The Chair of the RB, Professor Medwin Hughes, fully supported the need to “put everything on the table. We need to undertake a full analysis of what it means to have a sustainable infrastructure for the Church in Wales, and to take into account all of the core concerns and issues that you have across the Province,” he said.

“There is a cost-value to each of them, and now is the time to consider in an appropriate manner what is the sustainable structure for the future of this Church. . . I hear the pain across the Province. Now is the time to have that conversation, and I support it.”

The Bishop of Swansea & Brecon, the Rt Revd John Lomas, said that he had always felt that there had been “a distrust in the Church in Wales as to whether the priests in the parish were pulling their fingers out, or whether they were sat with their feet up. . .

“I have sensed that, over the last 30-odd years or so, we have very different animals now that sit in this room. You would need your head felt if you thought you were going to come into the Church and do nothing all day. The people in our diocese are flat out. We are hollowed out.

“The entrepreneurial side of what we’ve done in Swansea & Brecon, and the people that we’ve brought in and the money we’ve been able to use, has meant that we’ve grown exponentially. In places, we’ve done fantastically well.

“But I [would plead for] the centre of our Church, the places where people will not be able to put together an entrepreneurial programme and get £1.2 million. I stand here today and plead for that, because they’re the backbone of everything that we do. We only survive as entrepreneurs because they are there supporting the Church.”

Susan Rivers (Llandaff) declared herself “the late chair of what my Archdeacon calls a ‘problem’ ministry area. I don’t have a leader, I don’t have a treasurer, and I have no money. We support our clergy as much as we can, but all my council are volunteers, and they do it from the goodness of their heart. Like me, they lie awake worrying ‘Can we raise the money?’

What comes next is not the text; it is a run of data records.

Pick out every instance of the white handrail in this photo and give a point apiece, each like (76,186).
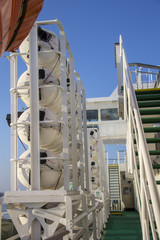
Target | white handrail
(146,173)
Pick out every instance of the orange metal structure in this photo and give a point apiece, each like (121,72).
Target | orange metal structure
(16,20)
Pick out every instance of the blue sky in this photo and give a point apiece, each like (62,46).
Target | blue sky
(92,27)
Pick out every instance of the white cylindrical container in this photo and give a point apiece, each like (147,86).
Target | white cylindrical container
(50,130)
(93,154)
(93,138)
(95,183)
(47,41)
(94,169)
(50,94)
(51,170)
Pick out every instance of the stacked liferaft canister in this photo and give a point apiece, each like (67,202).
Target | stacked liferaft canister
(50,112)
(93,139)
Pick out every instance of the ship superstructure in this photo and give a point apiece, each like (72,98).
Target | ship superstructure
(72,188)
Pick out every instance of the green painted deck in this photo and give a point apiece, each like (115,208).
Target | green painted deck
(123,227)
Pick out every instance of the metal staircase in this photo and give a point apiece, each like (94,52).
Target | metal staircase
(142,114)
(149,108)
(114,187)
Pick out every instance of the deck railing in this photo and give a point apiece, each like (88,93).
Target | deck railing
(145,184)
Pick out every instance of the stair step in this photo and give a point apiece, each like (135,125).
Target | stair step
(151,129)
(149,104)
(147,91)
(149,111)
(152,152)
(147,97)
(151,120)
(150,140)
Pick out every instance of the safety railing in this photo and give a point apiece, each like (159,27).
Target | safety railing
(145,184)
(144,75)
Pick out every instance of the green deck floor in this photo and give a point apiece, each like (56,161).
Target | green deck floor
(124,227)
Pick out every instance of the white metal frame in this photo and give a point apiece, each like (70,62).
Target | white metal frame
(70,197)
(145,183)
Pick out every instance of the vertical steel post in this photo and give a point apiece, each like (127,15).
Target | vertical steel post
(85,140)
(73,124)
(14,155)
(34,123)
(80,129)
(64,110)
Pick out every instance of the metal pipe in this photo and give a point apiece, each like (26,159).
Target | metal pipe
(34,123)
(14,155)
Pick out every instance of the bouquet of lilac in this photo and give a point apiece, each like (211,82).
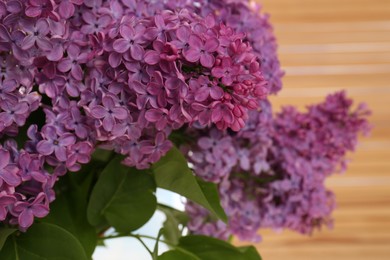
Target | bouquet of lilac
(102,102)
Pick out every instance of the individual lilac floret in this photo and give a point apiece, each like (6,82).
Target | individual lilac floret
(277,181)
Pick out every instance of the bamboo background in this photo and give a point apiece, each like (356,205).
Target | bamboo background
(325,46)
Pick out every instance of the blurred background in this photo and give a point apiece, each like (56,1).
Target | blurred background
(325,46)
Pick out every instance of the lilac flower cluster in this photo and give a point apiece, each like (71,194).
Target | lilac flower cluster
(280,185)
(245,16)
(116,74)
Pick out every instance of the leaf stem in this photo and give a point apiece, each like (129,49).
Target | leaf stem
(137,236)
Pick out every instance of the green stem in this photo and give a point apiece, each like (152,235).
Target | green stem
(137,237)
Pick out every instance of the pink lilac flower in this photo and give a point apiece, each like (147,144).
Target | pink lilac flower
(277,179)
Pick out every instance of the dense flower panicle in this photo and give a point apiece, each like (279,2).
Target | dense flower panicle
(244,16)
(124,74)
(121,74)
(278,179)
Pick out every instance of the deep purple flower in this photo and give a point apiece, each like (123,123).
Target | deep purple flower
(36,33)
(94,23)
(161,146)
(79,153)
(159,117)
(201,50)
(13,112)
(5,201)
(132,39)
(37,8)
(227,71)
(73,62)
(54,143)
(8,171)
(109,113)
(66,7)
(28,210)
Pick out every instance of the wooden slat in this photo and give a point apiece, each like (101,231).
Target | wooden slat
(325,46)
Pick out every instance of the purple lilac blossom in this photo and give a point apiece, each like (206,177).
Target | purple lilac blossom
(276,180)
(123,74)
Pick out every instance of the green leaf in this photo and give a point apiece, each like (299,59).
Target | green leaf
(174,218)
(250,252)
(178,255)
(4,234)
(69,212)
(172,173)
(208,248)
(123,196)
(43,241)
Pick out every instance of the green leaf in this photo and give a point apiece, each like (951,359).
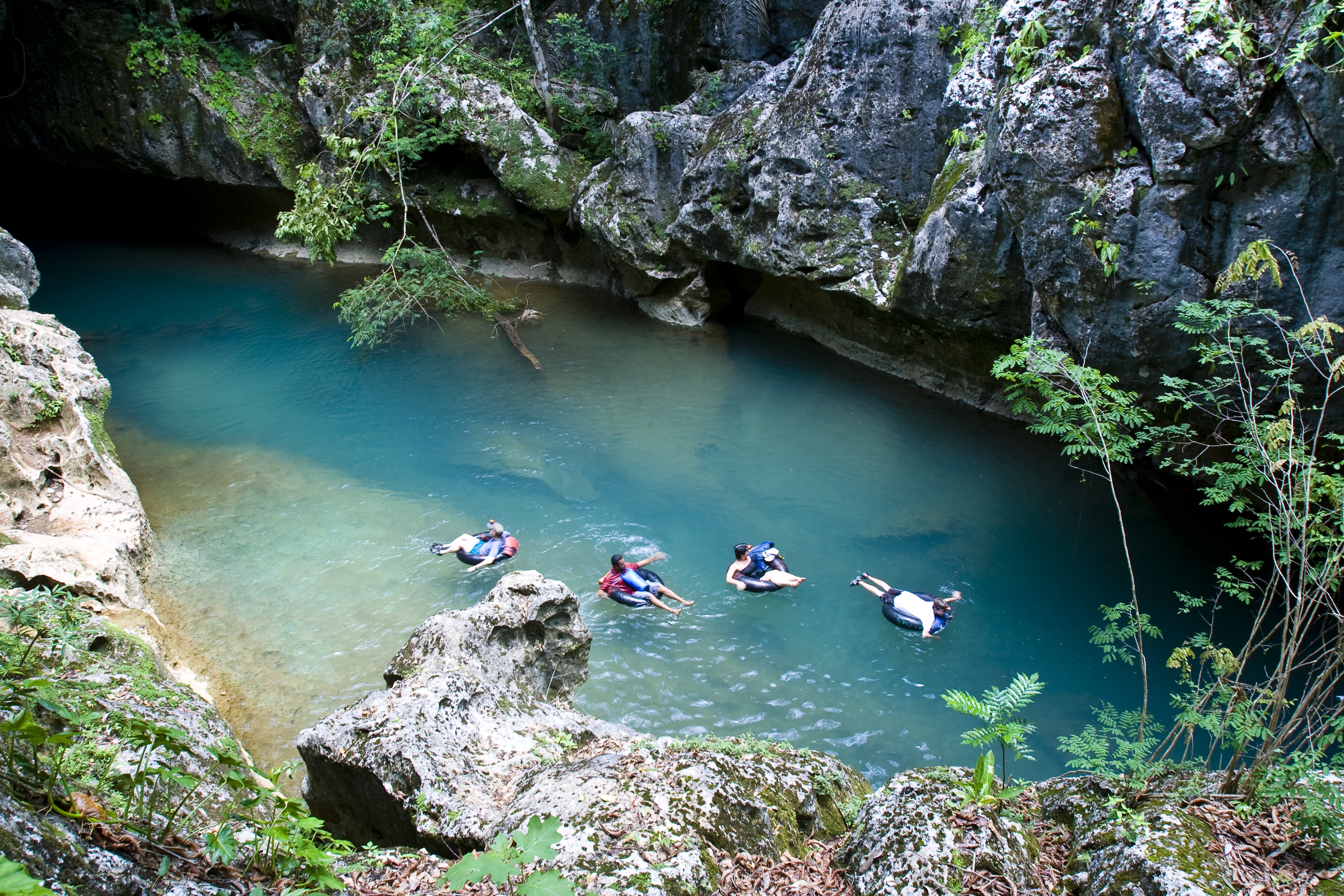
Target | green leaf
(17,882)
(546,883)
(474,870)
(537,837)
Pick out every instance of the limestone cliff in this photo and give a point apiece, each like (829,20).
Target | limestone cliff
(914,185)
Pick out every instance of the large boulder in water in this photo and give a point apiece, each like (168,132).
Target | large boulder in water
(475,735)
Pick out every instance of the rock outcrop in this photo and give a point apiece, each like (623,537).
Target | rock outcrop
(908,839)
(19,276)
(1174,853)
(53,852)
(475,735)
(72,514)
(917,202)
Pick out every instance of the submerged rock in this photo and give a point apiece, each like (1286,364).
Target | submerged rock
(475,735)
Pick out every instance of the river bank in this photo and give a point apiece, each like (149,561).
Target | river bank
(476,734)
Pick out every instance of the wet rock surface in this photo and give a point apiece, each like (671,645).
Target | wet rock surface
(72,514)
(475,735)
(917,212)
(53,852)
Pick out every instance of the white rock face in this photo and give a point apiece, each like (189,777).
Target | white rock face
(18,272)
(71,514)
(475,735)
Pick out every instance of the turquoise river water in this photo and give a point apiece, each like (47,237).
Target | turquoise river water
(295,485)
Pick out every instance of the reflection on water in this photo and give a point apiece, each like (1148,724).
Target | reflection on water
(295,487)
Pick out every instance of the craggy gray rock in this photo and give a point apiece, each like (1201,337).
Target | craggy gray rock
(834,178)
(432,759)
(1175,853)
(475,735)
(52,851)
(72,514)
(913,839)
(19,276)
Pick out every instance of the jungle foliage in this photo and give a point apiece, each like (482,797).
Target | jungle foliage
(1254,433)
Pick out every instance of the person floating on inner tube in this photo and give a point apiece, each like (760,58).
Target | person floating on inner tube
(909,609)
(631,585)
(760,569)
(483,549)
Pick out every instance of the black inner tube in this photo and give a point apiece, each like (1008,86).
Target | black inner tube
(629,600)
(908,621)
(476,559)
(757,585)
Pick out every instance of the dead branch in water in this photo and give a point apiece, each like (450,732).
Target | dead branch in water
(518,343)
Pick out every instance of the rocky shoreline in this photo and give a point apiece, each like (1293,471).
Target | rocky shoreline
(475,737)
(908,183)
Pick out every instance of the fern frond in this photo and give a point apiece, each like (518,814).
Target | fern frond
(753,17)
(1252,264)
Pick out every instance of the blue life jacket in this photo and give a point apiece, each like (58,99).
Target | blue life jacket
(487,546)
(635,581)
(758,562)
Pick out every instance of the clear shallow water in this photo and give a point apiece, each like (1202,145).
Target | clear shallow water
(295,487)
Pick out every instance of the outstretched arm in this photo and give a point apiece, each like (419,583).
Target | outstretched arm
(873,589)
(879,582)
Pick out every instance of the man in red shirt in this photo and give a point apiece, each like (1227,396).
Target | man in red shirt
(624,585)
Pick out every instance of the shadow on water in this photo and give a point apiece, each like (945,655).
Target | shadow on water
(295,487)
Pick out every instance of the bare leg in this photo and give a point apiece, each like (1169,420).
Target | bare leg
(881,584)
(460,543)
(655,601)
(672,594)
(873,589)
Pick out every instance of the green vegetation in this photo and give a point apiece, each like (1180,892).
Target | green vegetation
(69,743)
(1000,710)
(15,882)
(52,402)
(592,61)
(504,860)
(1257,441)
(416,281)
(1026,47)
(971,34)
(983,789)
(746,745)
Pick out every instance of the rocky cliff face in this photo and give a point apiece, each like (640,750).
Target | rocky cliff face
(72,515)
(475,735)
(834,178)
(914,185)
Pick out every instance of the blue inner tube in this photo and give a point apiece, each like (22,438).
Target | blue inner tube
(629,600)
(906,621)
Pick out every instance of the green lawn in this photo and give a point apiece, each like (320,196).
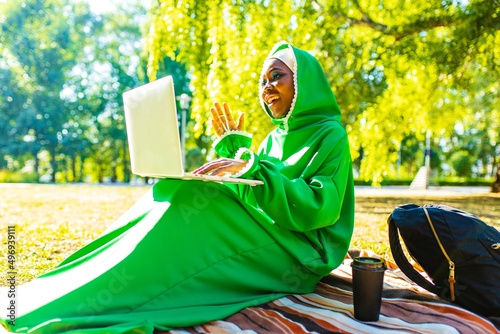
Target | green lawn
(52,221)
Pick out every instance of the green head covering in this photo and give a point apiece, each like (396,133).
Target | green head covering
(313,100)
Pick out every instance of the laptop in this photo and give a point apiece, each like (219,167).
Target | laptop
(153,134)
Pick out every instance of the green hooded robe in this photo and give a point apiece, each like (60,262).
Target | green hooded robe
(189,251)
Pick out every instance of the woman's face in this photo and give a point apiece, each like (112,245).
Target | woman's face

“And we can’t. . . We are so [ground down by] the buckets in the vestry, and the roof, and how we’re going to pay the utility bills, and how we’re going to pay our insurance that we haven’t got the energy to take forward the Kingdom of God. . . We’re relying on jumble sales now to get the money to run our ministry area. Something is wrong when we have to rely on the poor to keep us going.”

The Archdeacon of Bangor, the Ven. Robert Townsend (Bangor), had a ministry area that had seven churches and 11 churchyards to maintain, he said. “They’re trying to do it in the right way, in a carbon-neutral way, a looking-after-the- environment way; but it’s still going to cost them more than they will actually be paying in their parish share. So, I do think we need to look at everything and make sure we ask the question: Essentially, what can we do to free up our people and our volunteers for the mission of God’s Church in our country?”

The motion was carried overwhelmingly. It reads: “The Governing Body requests that the Representative Body present to Governing Body, for debate in April 2026, a financial and budgetary analysis of the effect of restoring the RB’s contribution towards local ministry costs to the levels prior to the 2005 Representative Body Review (the Rowe-Beddoe Report), whilst maintaining Church Growth Fund funding at present levels.”